Can they really embezzle money into your account?


----------



## Fluttervale (Oct 27, 2021)

If you do and she says no, don’t ask a second time.

But generally speaking, if you have to ask on a public forum, you probably shouldn’t.


----------



## TheClopen (Oct 27, 2021)

Batteryguy556 said:


> Is it weird to ask out a fellow team member? There's this adorable chick who works in fitting room that I'm interested in. Don't want to be a creep and definitely don't want to make it awkward. Is there ever an appropriate opportunity to do this?


Don't do it.


----------



## lucidtm (Oct 28, 2021)

There is an old saying "you don't shit where you eat." Recipe for disaster. Etc.


----------



## Xanatos (Oct 28, 2021)

Planosss reborn said:


> Can they really embezzle money into your account?


Common event.


----------



## GRC (Oct 28, 2021)

Do you talk regularly at work/on break? Does she seem to have any sort of interest in you?

If the answer to either of these is no, then yes it'd be awkward and possibly creepy.


----------



## buliSBI (Oct 28, 2021)

No.  I have seen many Target relationships go into ruin.


----------



## Planosss enraged (Oct 28, 2021)

Xanatos said:


> Common event.


Touche’


----------



## Ashfromoldsite (Oct 28, 2021)

Hardlinesmaster said:


> Not a good idea.


I married one. Lmao


----------



## IWishIKnew (Oct 28, 2021)

I married a coworker, too (not Target). It did get a little awkward when they laid him off and not me, but other than that it was fine, and is actually pretty common.

If you don't work directly together and aren't likely to, go for it. Ask to go for a drink, coffee, whatever. If she says no, say ok and move on. If it works out, lay off the PDAs and...other stuff...while in the store.

If either of you have leadership aspirations, then I'd tread very carefully, though.


----------



## FlowTeamChick (Oct 28, 2021)

I've never, ever mixed business and personal relationships beyond casual friendship. When I've seen it happen, at Target and other jobs, it has generally not turned out well. Not saying it couldn't turn out well, but I haven't seen it - just varying degrees of bad.


----------



## happygoth (Oct 28, 2021)

I met my husband at my previous job. Lots of long-term relationships including other marriages were forged there.


----------



## dannyy315 (Oct 31, 2021)

It's such a risky thing to do. If it doesn't work out, you have to continue working with them.
That's awkward.


----------



## NKG (Oct 31, 2021)

I'd say go for it. You'd only be a creep IF she says no and you don't leave her alone


----------



## KarmaToBurn (Oct 31, 2021)

Asked, no. Been asked yes, was a little fling. A long time ago and neither of us stayed with that company long, but honestly if all you have time for is work and school you don't have a lot options.

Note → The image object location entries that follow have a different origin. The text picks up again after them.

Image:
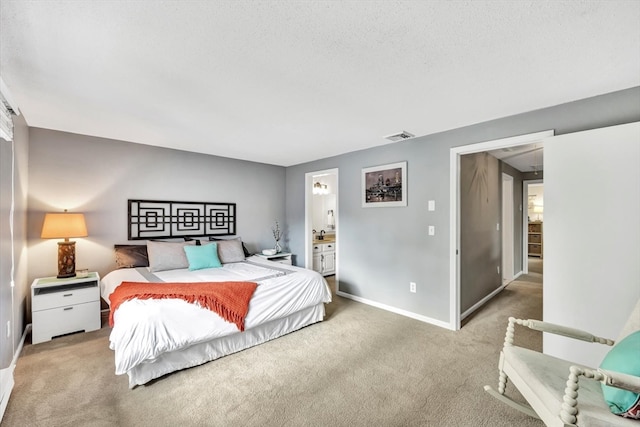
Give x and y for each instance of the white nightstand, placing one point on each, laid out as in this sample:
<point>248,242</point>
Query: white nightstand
<point>63,306</point>
<point>281,257</point>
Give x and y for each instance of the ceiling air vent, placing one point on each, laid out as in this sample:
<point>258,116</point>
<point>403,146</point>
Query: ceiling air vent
<point>399,136</point>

So what the hell, it'll be good or it won't...


----------



## Batteryguy556 (Nov 4, 2021)

I have made the decision to just go to another Target and ask out all the women there

mfw


----------



## Bonzo (Nov 11, 2021)

Dude, if you're college age or younger, you're gonna meet your next 2-4 girlfriends at Target!!  Two of my best friends met/dated in the Electronics Department at Target 12 years ago, got married 6 years ago, and have a 2 year old son now!!


----------



## Batteryguy556 (Nov 14, 2021)

Bonzo said:


> Dude, if you're college age or younger, you're gonna meet your next 2-4 girlfriends at Target!!  Two of my best friends met/dated in the Electronics Department at Target 12 years ago, got married 6 years ago, and have a 2 year old son now!!


shieeeeeeeeeeeet
time for me to start moving, all the seasonal high school and college girls started working


----------



## UboatOfDeath (Nov 15, 2021)

I always got dumped


----------